En el mundillo del esquí de travesía conocí al "Gallego" Sergio Camacho, quien desde hace casi un año me insistía en ir a Patagonia hacer algo de montaña.
El 2008 vino a full de actividades: carreritas por ahí, escaladas en roca por Valle, Piedras Blancas, hielo en Frey y D’agostini, y lo picante del invierno fue el Puntiagudo con Alvar Puente. Esas cosas motivan y te mantienen en movimiento, activo, con pilas para hacer más.
Se acercaba fin de año y se vinieron abajo un par de proyectitos interesantes por mal tiempo (San Lorenzo, Mercedario), pero con el Gallego seguíamos pensando en la movida del sur.
Hicimos varios entrenamientos para ver si nos la bancábamos, previo mini cursito dictado por el “Gaita”, aprendí muchas maniobras y trucos para ir más rápido en la pared.

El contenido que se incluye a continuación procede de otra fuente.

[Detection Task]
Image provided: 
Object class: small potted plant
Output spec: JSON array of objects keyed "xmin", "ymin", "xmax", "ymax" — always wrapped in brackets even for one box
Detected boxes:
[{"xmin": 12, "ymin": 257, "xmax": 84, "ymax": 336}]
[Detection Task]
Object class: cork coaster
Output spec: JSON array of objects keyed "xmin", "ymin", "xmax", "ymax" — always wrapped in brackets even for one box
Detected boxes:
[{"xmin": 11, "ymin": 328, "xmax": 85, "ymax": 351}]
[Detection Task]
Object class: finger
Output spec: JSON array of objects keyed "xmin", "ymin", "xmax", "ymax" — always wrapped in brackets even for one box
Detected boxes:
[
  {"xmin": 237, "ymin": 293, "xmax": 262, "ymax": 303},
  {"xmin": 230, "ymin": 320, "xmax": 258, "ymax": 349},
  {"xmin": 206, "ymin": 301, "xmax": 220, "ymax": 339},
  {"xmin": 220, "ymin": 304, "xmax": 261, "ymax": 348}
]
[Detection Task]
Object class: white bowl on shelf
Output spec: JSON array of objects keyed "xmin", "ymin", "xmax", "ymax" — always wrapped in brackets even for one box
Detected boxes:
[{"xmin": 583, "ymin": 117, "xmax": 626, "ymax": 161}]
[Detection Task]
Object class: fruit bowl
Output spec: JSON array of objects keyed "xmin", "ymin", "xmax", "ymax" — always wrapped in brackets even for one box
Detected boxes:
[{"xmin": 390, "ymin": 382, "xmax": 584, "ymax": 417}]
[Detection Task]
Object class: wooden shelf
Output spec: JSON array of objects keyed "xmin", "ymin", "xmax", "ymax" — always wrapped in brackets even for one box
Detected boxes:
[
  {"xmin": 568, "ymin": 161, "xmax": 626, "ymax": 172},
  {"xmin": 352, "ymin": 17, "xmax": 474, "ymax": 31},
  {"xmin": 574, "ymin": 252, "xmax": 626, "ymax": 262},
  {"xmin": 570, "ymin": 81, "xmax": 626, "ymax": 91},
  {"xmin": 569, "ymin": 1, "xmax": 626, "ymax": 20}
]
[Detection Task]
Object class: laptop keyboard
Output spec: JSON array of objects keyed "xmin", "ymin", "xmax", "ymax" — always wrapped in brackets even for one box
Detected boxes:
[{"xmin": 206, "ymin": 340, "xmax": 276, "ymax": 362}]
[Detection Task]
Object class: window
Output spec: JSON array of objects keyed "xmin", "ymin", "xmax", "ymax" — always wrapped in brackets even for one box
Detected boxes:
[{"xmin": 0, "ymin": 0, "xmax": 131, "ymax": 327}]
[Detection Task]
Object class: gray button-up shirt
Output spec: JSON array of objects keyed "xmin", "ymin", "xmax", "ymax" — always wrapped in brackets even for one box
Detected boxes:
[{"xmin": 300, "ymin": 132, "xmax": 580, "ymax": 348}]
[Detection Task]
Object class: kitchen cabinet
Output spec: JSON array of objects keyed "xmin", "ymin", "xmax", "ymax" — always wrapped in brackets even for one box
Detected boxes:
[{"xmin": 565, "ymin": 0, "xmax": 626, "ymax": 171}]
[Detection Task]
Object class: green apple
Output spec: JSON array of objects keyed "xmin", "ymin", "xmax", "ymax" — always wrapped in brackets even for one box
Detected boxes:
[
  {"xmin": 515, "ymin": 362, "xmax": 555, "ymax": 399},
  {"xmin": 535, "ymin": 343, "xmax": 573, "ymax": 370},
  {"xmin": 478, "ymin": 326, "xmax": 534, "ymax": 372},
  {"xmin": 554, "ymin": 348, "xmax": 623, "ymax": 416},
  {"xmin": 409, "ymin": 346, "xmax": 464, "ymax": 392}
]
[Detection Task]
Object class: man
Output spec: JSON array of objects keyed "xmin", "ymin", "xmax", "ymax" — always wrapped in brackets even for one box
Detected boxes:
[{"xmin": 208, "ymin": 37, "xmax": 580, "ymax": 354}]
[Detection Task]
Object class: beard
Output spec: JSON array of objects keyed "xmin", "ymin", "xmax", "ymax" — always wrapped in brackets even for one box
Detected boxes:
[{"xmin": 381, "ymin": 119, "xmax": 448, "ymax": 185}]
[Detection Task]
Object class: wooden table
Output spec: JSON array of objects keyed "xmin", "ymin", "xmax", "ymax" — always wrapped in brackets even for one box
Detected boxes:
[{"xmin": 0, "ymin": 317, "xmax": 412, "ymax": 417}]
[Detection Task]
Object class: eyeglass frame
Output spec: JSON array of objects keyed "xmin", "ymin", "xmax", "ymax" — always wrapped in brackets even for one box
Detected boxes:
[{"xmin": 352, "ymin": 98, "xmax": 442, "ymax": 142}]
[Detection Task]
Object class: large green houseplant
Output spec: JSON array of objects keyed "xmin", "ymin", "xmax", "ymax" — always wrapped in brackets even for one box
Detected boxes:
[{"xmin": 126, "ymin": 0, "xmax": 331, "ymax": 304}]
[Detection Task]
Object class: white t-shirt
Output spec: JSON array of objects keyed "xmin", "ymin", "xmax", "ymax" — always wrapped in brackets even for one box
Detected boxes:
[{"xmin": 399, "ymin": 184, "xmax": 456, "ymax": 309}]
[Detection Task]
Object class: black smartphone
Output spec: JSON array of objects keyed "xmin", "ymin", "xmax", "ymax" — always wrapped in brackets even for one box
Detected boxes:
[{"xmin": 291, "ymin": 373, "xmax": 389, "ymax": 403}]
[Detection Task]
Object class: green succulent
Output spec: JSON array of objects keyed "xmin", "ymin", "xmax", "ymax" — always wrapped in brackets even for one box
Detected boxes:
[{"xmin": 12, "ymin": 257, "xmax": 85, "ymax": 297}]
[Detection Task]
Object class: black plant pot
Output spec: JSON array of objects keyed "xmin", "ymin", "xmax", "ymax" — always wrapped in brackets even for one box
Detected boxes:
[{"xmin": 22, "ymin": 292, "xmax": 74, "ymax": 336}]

Dos idas a Frey, en una de las cuales, la oeste de la Princi (cara oeste de la Aguja Principal) nos dio un baño de humildad en la que dudé bastante de la posibilidad de concretar algo grande en El Chaltén.
Sergio tenía el Fitz en mente; ya estaba focalizando la vía. A mí me quedaba grande la idea por la alta dificultad. Pero la motivación y la actitud eran superior a toda técnica, así que crucé los dedos, y como ya lo había escuchado de varios escaladores que tenían el mismo sueño, repetí: “¡Fitz Roy… allá voy!”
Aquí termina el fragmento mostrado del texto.